Em entrevista coletiva, Obama defende orçamento trilionário

O presidente dos Estados Unidos, Barack Obama, defendeu o orçamento de aproximadamente US$ 3,6 trilhões que apresentou ao Congresso do país durante sua segunda entrevista coletiva desde que chegou à Presidência, realizada na noite desta terça-feira. Durante a entrevista, realizada na Casa Branca e exibida em rede nacional, o líder americano enfatizou a necessidade de se ratificar um plano ambicioso, que contenha medidas que contemplem as áreas que ele julga essenciais - educação, seguro-saúde e energia.

BBC Brasil |

"O orçamento que eu submeti ao Congresso irá permitir nossa recuperação econômica com uma base mais sólida, para que não tenhamos que enfrentar uma crise como esta daqui a 10 ou 20 anos", afirmou.

De acordo com o líder dos Estados Unidos, a política de sua administração é a de "atacar esta crise em todas as frentes". Ele ainda afirmou que a aprovação do orçamento é uma parte "inseparável" do combate à turbulência financeira.

A entrevista fugiu ao tom descontraído e bem-humorado de outras ocasiões. Obama respondeu às perguntas de 13 repórteres, oito das quais giraram em torno da economia do país.

O líder americano pareceu acuado pelo tom mais agressivo de alguns dos repórteres e chegou a ser ríspido em uma ocasião.

Ao ser indagado por um jornalista da rede CNN
por que ele demorou três dias para que se manifestar contra o pagamento de bônus de US$ 170 milhões pela seguradora AIG a seus funcionários, Obama respondeu:
"Demorou alguns dias porque eu gosto de pensar sobre o que vou dizer, antes de falar".
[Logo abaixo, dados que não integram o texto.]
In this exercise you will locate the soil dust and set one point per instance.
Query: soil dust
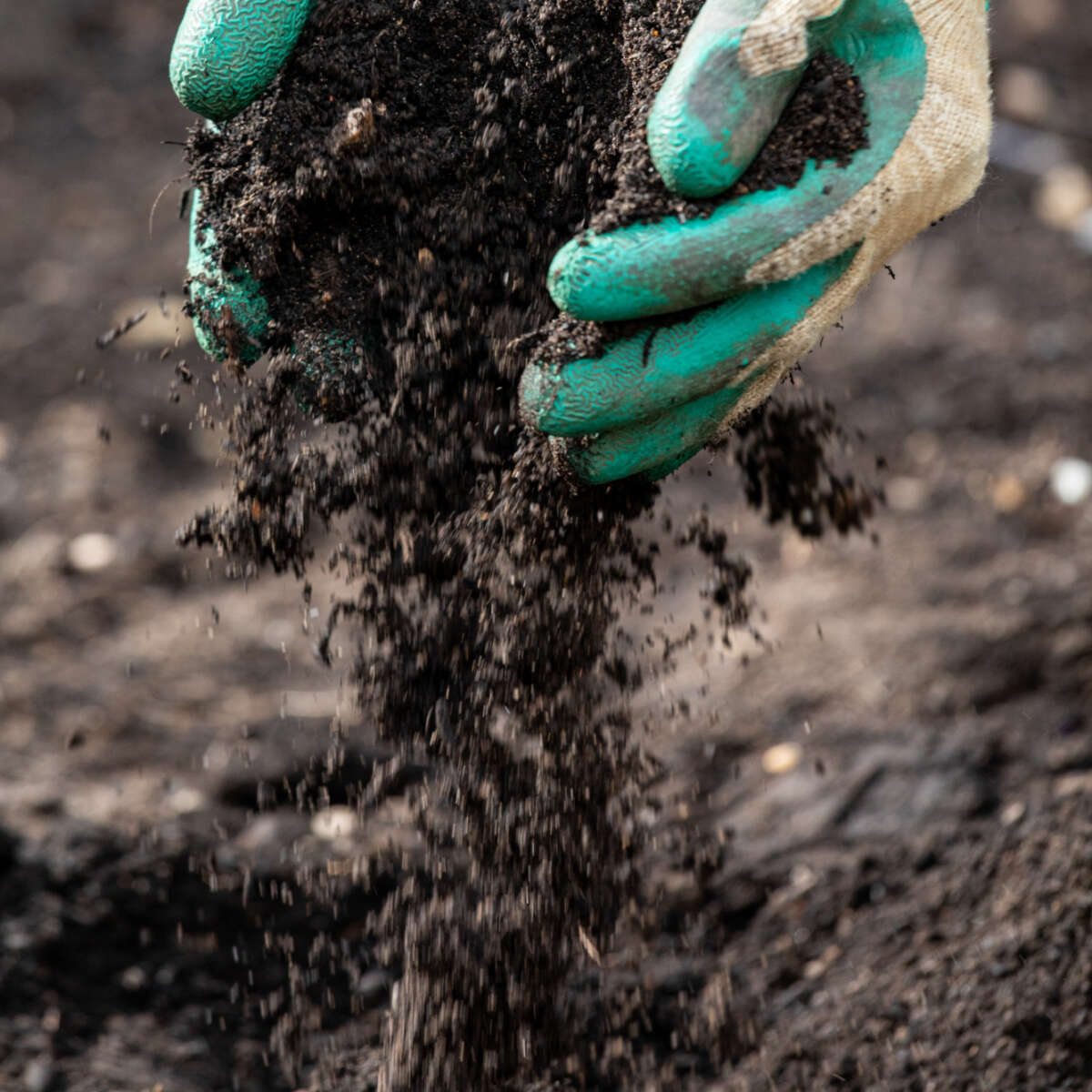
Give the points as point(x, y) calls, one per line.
point(399, 191)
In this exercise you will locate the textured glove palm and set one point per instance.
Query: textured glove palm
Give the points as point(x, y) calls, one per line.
point(773, 270)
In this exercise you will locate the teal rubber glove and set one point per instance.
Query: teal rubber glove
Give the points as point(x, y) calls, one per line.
point(771, 270)
point(227, 54)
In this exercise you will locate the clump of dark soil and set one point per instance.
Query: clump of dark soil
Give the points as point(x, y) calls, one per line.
point(399, 191)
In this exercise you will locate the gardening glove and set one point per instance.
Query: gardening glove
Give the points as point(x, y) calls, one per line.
point(771, 270)
point(225, 55)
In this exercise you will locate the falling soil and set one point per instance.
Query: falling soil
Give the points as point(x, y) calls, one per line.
point(399, 192)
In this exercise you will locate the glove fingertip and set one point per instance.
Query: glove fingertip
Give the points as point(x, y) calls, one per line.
point(228, 52)
point(686, 159)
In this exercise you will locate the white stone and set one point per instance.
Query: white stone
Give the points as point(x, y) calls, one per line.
point(92, 551)
point(1071, 480)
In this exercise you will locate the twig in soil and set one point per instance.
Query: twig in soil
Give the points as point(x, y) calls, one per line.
point(120, 330)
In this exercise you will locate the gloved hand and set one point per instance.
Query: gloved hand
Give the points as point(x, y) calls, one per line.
point(227, 53)
point(778, 268)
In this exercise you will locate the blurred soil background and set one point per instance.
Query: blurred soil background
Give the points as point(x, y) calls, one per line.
point(891, 790)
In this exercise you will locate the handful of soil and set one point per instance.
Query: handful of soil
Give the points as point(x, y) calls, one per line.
point(402, 186)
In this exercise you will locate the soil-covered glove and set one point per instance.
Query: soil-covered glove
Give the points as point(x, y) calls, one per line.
point(779, 267)
point(227, 54)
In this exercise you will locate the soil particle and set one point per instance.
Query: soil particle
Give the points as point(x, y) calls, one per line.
point(399, 192)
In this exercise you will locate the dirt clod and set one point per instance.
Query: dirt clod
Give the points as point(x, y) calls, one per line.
point(399, 192)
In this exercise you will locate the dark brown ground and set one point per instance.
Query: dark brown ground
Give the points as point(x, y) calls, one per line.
point(915, 915)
Quando lembrado das críticas feita por republicanos de que seu orçamento seria "o mais irresponsável na história americana" por ampliar ainda mais o já vultoso déficit americano, o presidente lançou farpas contra os políticos da oposição e contra seu antecessor, George W. Bush.

"Desconfio que alguns republicanos têm memória curta. Porque, que eu me lembre, estou herdando um déficit anual de US$ 1,3 trilhões deles", afirmou.

O presidente acrescentou ainda que pretende reduzir pela metade o déficit americano nos próximos cinco anos.

Obama demonstrou também confiança de que os Estados Unidos irão se recuperar da atual recessão econômica.

Mas, acrescentou, "isso vai tomar tempo, vai exigir paciência e uma compreensão de que, quando trabalhamos juntos, quando cada um de nós olha para além de nossos interesses de curto prazo, olha para as obrigações que temos uns com os outros, é aí que nós temos êxito".

Não houve quaisquer perguntas sobre as guerras no Iraque e no Afeganistão.

Os únicos momentos em que a política externa americana veio à tona foram em duas perguntas relativas, respectivamente, ao projeto anunciado nesta terça-feira de US$ 700 milhões de combate ao tráfico de drogas na fronteira americana com o México e às perspectivas de um avanço nas negociações entre Israel e palestinos.

Uma repórter indagou se o tema racial já surgiu ao longo de encontros do primeiro presidente afro-americano dos Estados Unidos com outros líderes mundiais ou no contato com o povo do país, ao longo dos 64 dias em que Obama esteve à frente da Presidência.

"Eu creio que os últimos 64 dias foram dominados por eu tentando descobrir como vamos consertar a economia, que afeta por igual brancos, negros e marrons" disse.

"Acho que, na posse, houve um orgulho justificado por termos dado um passo para deixar para trás alguns dos legados da discriminação racial neste país, mas isto durou cerca de um dia."
Em seguida, Obama desviou o tema, novamente, para a economia, dizendo que "agora, o povo americano está me julgando exatamente como eu devo ser julgado, se estamos tomando os passos certos para aumentar liquidez nos mercados, para criar empregos, fazer com que negócios sejam retomados e manter o país seguro".